GENERAL NEWS
If we do not-Demand Accountability-we cannot blame corrupt leaders
,,This You Must Know"
The protests in Ghana by Fix the country and many others before them started because of hikes in prices of commodities, basic utilities that angered people. But that should be only the catalyst. Across the country people should have been taking to the streets in increasingly large numbers to demand that their politicians are held to account.
upwards of – 29.2 USD bn – in debt, We should demand to know why so much money borrowed has been invested in buildings instead of using them to create jobs–which would yield income to build buildings. We should demand to want to know why politicians are giving themselves pay raises when inflation is hurting the poor.
,,The message we should be sending to the political elite is clear: we do not trust them to work in our best interests. We want them to be accountable to us". In a country that was seen to be making progress in bridging the gap between rich and poor during the Nkrumah era, and in taking a serious stand against corruption in the past, today we see over bloated expenditures around everything that should hit our raw nerves.
I don't suppose we understand how much we pay daily in taxes due to VAT to want to demand accountability.
Ghana loses more than $3 billion every year through corruption, the Deputy Commissioner of the Commission on
Human Rights and Administrative Justice (CHRAJ), Rev. Richard Quayson, has said. Source: graphic online
The amount is said to be about 300 percent of all the so called aid it receives in the same period, according to a study by IMANI which looked at procurement losses in the reports of the Auditor General between 2012 and 2014 and compared it to the aid received by the country.
We must have independent accountability bodies at all levels. Not internal auditors attached to funds from government.
A promising start President Nana Akufo-Addo stated clearly during his election campaigns that he would fight corruption during his time in office. Then the president himself made a good start by receiving bribe that was caught on video.
We Ghanaians only shared on social media until the dust settled and then the corruption skyrocketed into full blown broad day light legal corruption.
We didn’t demand accountability with public outcry enough, we did not demand his stepped down like it would have been in the western world. Akufo-Addo should have been convicted and sentenced to serve prison term.
But no, we do not demand convictions of corrupt people, including high profile politicians instead we see the benefitting party hail instead of demand accountability as a watershed in the fight against corruption in politics.
Non-existent laws have made it possible to make it harder for the Supreme Court to convict politicians. And we do not demand the Supreme Court judges should not be presidential appointees.
Access to information
Access to information, is the cornerstone of the Open Government Partnership, that should now become a renewed focus at all levels of political space. Have we had the freedom of speech Bill passed?
We have every reason to be wary.

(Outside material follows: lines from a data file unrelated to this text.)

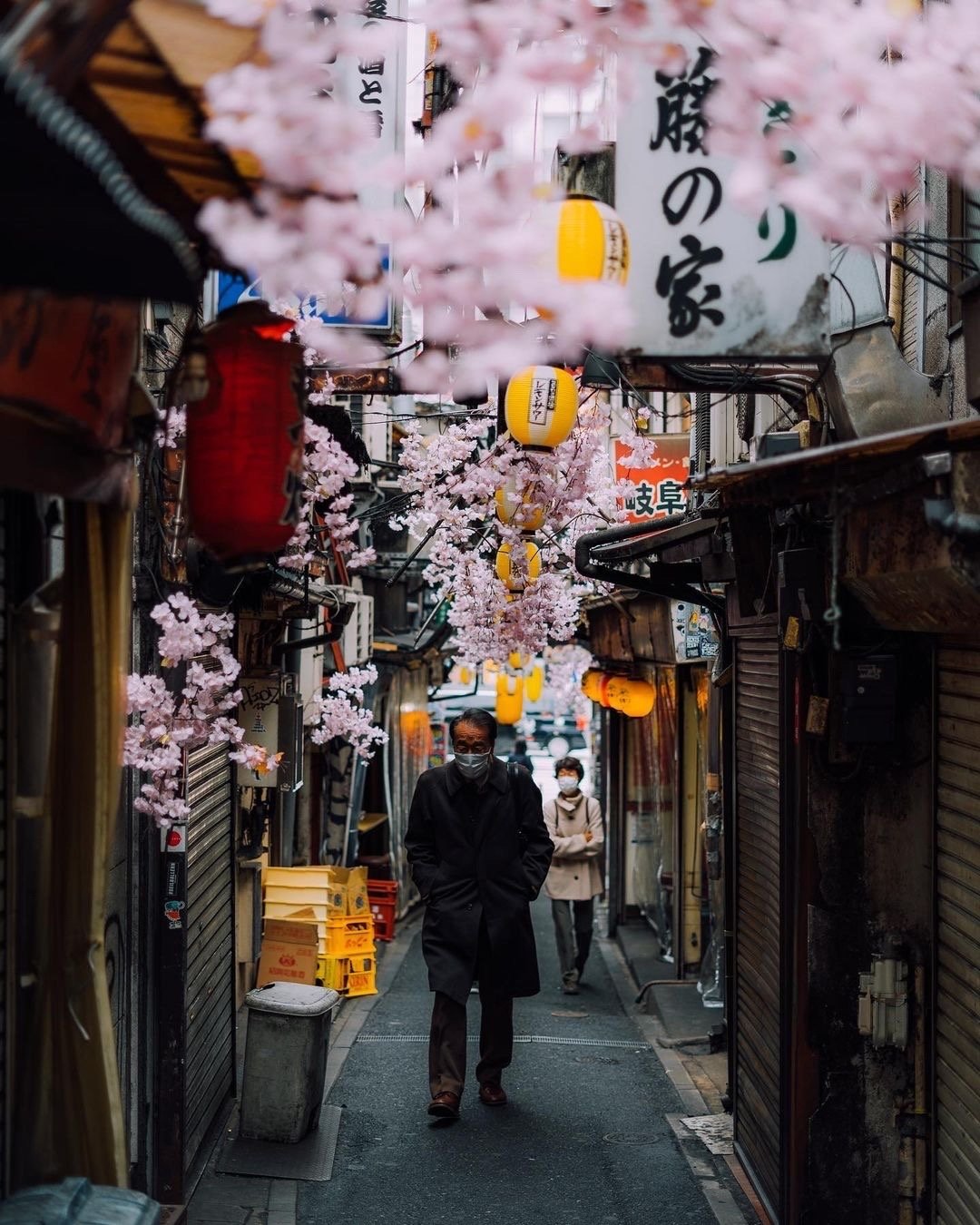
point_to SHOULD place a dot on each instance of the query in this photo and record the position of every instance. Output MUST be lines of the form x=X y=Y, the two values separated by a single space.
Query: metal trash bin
x=286 y=1061
x=76 y=1202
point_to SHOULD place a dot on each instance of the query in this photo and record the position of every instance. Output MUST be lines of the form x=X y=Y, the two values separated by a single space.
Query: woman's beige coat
x=574 y=874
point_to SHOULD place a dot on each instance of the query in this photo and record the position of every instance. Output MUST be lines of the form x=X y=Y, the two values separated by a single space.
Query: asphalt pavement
x=584 y=1140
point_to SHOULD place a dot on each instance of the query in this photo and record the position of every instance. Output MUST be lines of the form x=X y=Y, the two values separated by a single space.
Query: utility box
x=286 y=1061
x=76 y=1202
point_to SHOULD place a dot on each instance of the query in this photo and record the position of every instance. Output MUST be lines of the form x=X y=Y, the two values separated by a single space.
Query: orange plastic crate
x=382 y=912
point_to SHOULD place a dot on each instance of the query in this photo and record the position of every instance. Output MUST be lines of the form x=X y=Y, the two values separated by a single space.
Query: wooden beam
x=69 y=37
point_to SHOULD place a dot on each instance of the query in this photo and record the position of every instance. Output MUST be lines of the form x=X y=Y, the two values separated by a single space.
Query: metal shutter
x=210 y=1073
x=757 y=1092
x=957 y=1072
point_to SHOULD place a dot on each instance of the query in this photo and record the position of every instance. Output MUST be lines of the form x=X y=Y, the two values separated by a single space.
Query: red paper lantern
x=244 y=450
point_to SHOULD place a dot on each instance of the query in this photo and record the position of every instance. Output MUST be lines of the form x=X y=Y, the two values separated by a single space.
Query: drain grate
x=618 y=1044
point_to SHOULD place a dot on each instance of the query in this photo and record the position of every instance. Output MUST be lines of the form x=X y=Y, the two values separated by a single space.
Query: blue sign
x=233 y=288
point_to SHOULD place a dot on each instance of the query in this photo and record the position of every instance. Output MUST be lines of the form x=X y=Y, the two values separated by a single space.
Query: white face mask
x=473 y=765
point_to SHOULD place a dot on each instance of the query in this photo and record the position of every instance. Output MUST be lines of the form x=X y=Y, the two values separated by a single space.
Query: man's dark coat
x=467 y=860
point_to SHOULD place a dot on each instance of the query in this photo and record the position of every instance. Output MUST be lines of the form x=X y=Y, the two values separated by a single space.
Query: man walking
x=479 y=853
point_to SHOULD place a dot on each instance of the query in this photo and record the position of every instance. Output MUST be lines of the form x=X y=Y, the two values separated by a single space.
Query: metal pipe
x=920 y=1091
x=942 y=514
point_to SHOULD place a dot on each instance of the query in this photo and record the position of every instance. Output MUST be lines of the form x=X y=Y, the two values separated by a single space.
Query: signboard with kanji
x=708 y=279
x=658 y=487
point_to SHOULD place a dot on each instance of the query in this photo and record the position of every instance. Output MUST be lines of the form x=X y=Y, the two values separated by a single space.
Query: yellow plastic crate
x=360 y=976
x=349 y=975
x=331 y=972
x=349 y=936
x=322 y=887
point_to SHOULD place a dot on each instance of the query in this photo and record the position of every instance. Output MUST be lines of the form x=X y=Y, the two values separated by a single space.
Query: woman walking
x=574 y=822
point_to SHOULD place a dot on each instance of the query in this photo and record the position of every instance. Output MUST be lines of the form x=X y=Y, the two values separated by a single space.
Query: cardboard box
x=289 y=951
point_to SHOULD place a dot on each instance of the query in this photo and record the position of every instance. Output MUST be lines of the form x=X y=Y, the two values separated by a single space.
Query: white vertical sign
x=708 y=279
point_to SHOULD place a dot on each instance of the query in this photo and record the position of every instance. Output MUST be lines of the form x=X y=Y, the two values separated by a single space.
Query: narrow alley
x=584 y=1138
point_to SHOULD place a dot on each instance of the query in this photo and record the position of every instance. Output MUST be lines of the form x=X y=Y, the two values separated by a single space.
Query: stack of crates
x=384 y=899
x=346 y=933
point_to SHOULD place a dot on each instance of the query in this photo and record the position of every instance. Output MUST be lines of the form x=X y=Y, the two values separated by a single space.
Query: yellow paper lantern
x=632 y=697
x=541 y=407
x=514 y=506
x=521 y=567
x=510 y=699
x=592 y=682
x=591 y=241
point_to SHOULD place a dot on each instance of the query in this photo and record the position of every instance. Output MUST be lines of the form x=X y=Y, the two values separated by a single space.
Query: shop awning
x=806 y=475
x=105 y=164
x=681 y=555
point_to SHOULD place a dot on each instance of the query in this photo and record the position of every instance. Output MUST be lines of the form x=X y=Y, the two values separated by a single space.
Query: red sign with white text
x=658 y=487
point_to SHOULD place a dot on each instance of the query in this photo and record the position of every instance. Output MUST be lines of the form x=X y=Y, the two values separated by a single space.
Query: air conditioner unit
x=311 y=659
x=359 y=630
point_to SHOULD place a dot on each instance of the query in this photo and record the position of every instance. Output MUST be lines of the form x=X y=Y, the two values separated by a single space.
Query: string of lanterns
x=541 y=406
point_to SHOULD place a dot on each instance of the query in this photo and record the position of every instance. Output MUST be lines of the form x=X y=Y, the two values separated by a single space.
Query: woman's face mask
x=473 y=765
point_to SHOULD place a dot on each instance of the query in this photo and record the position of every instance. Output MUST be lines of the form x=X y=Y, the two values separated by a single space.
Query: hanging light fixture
x=518 y=567
x=592 y=682
x=244 y=445
x=510 y=704
x=631 y=697
x=591 y=241
x=541 y=407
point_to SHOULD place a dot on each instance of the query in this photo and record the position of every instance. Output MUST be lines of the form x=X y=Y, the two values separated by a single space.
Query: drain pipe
x=665 y=587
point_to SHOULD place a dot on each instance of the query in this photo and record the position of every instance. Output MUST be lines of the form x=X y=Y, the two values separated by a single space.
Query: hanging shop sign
x=708 y=279
x=658 y=487
x=695 y=633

Over the years there have been too many examples of corruption because of lack of information about public accounts.
For example, it was only after investigative journalists Anas Aremeyaw Anas revealed systematically rerouted public funds into private bank accounts, bribery among others that we saw a sit up.
Even he has been silenced and there has not been public outcry.
Politicians have created a roster of ‘ghost employees’ who have been and continue to receive benefit payments among others. Yet we accept what we are given which is no jobs but paying of high taxes.
The power of transparency
Brazil hosted the 15th International Anti-Corruption Conference in Brasilia in 2012 which brought together many people from 140 countries to attend a three day workshop.
Discussions of the conference concluded with The Brasilia Declaration, a rousing call for people to stand up for
what they believe in and to fight against corruption and embrace transparency.
We must focus on daily lives and concerns and make efforts toward transparency and the fight against corruption by empowering the people.
The fight against corruption must mean more than just passing laws. Not that there is any practice of Anti-Corruption laws in practicality in Ghana that I know of but nonetheless.
It must mean the practice of transparency
in day-by-day government activities; and the impact must be felt at every level of society and we should be compelled as citizens to join forces instead of making excuses for them.
The most vulnerable people in our society, often severely affected by corruption, must hold leaders to their word, and expose those who go back on promises.
Let us demand access to information through free press, unsensored internet and the many open pathways there are to inform the public. Lets join forces and facilitate the fight against corruption.
We can reduce impunity and require independent and well-resourced judiciaries that are accountable to we the people they serve.
,,We call on you leaders in Africa especially Ghana to embrace not only transparency in public life but culture of transparency that would foster a participatory society in which leaders are accountable ".